InternVL icon indicating copy to clipboard operation
InternVL copied to clipboard

[Feature] Request for InternVL3 Dataset Release

Open abigcatcat opened this issue 8 months ago • 2 comments

Motivation

Hi, thanks for your great work on this project!

I’m very interested in the dataset you used and would like to know when you are planning to release it. It would be really helpful for reproduction and further research.

Looking forward to your response. Thanks again!

Related resources

No response

Additional context

No response

abigcatcat avatar Apr 15 '25 08:04 abigcatcat

Yes, we are currently working on organizing the dataset and preparing it for release. Thank you for your interest — we appreciate your patience!

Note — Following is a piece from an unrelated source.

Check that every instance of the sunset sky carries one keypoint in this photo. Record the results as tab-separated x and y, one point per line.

Lechatelia avatar Apr 16 '25 15:04 Lechatelia

what kind of data will be release, the pretrain and sft data? @Lechatelia

roadcode avatar Apr 18 '25 07:04 roadcode

@roadcode I wonder whether you have a plan to release the additional tool usage dataset that has been newly added on top of the InternVL-2.5 training set for SFT.

I have another question. I wonder what the exact SFT dataset used in InternVL2.5 is. For the other dataset used in InternVL2.5, are the datasets described in this document correct?

In the tech report (pp.6)

Data. For SFT data, we construct the training corpora based on those used in InternVL2.5 [18] while introducing additional tool usage, 3D scene understanding, GUI operations, scientific diagrams, creative writing, and multimodal reasoning samples. As a result, the number of training samples grows from 16.3M in InternVL2.5 to 21.7M in InternVL3.

Thanks in advance.

youngwanLEE avatar Jun 10 '25 03:06 youngwanLEE